In mid-July of 1912, Ladysmith was experiencing a heat wave, which made for long, hot and “testy” city council meetings. A review of the council meetings for the month reveals lengthy discussions on such key issues as: the purchase of a Remington versus a Royal typewriter for City Hall; discussion over the removal of a “dangerous” metal sign placed on a city electrical pole by the Victoria Auto Club; a heated argument over the rewording of the city’s “noxious weeds” bylaw; debate on whether the city or local merchants should pay for stump removal on Methuen Street; and the use of obscene language by young boys in public places in town.
However, residents considered themselves fortunate when the news reached Ladysmith that Saskatchewan had been hit by a tornado on the last day of June. It slashed through six city blocks in Regina, killing 40 people, injuring 300 others, destroying 500 buildings and leaving a quarter of the population homeless. (The “Regina Cyclone” lasted only three minutes, but it took 46 years to pay for the damages. It remains the deadliest tornado in Canadian history.)
Twenty-five years later, the city was experiencing another hot July. Ladysmith could hardly complain. On July 5, 1937, the highest temperature recorded in Canada was reached at Yellowgrass, Sask., when the mercury soared to 45°C (113° F).
To help cool down Ladysmith, the Rialto Theatre featured a film called One in a Million, starring Sonja Henie, three-time Olympic women’s figure skating champion, who had studied with the Bolshoi Ballet in Russia and successfully introduced the art of dance (and the short skirt) into ice skating competition. This was Henie’s first film and featured a “breathtaking winter ballet on ice.” The enthralled Ladysmith film audience was unable to take its eyes off “the pert, five-feet-two-inches-tall, 110-pound blonde and very attractive” Miss Henie.
An article in the July 23 Chronicle reported that Mr. R. C. Henderson had been successful in introducing the boysenberry to Vancouver Island. The berry, original developed in California, adapted well to the local climate and proved to be very popular on Vancouver Island. Rudolph Boysen, who originally developed the hybrid by crossing several varieties of raspberry, loganberry and blackberry vines, had given some of the berries to Walter Knott of Buena Vista, Calif. Knott then shipped some to Henderson to test “their northern winter hardiness.” (Note: Walter Knott used the berry to make a popular jam. The success of this preserve marked the beginning of the world famous Knott’s Berry Farm in California.)

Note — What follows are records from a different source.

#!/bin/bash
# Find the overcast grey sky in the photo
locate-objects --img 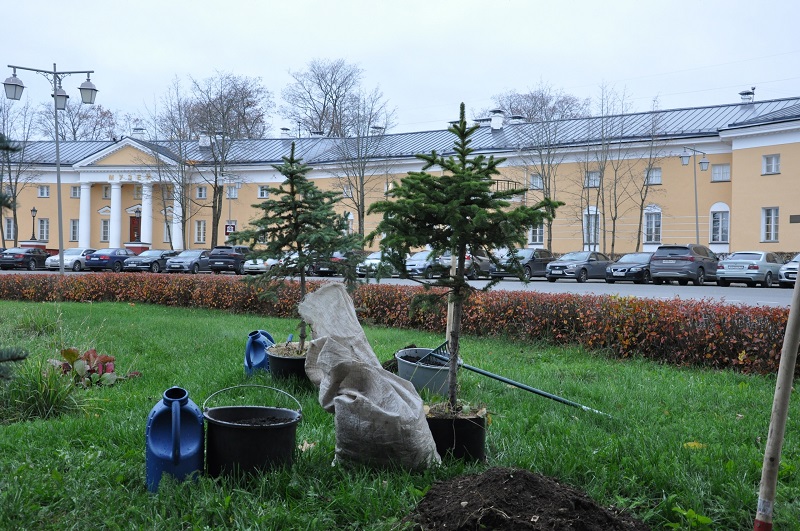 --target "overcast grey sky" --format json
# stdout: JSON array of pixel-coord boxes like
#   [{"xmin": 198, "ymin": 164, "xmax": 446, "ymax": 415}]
[{"xmin": 3, "ymin": 0, "xmax": 799, "ymax": 135}]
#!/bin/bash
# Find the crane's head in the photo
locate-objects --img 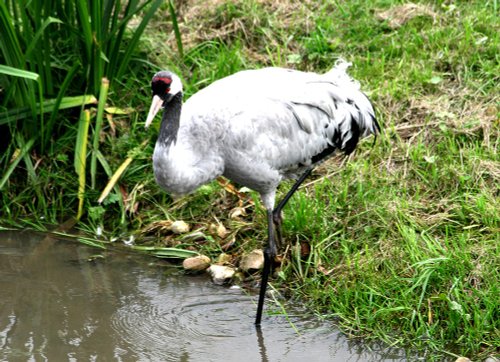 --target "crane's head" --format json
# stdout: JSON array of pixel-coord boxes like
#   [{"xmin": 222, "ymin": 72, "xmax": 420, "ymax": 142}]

Longtime Ladysmith resident Mrs. Margaret Walker received congratulatory telegrams from Queen Elizabeth and Prime Minister John Diefenbaker commemorating her 100th birthday on July 25. (Note: Mrs. Walker lived in Saltair at Blainey’s Corner for many years. She passed away later that year in November.)
Mrs. M. Loos, who operated Dunn’s Grocery at the corner of White Street and Second Avenue, faced some tough competition. Her two sons, Michael and Bobby, set up a cardboard store in front of the grocery. The enthusiastic young entrepreneurs offered shoe shines and bags of cherries for sale at a very reasonable price. It is tough to compete in the produce market — especially when your competitors are selling cherries from your backyard, packaged in your brown paper bags.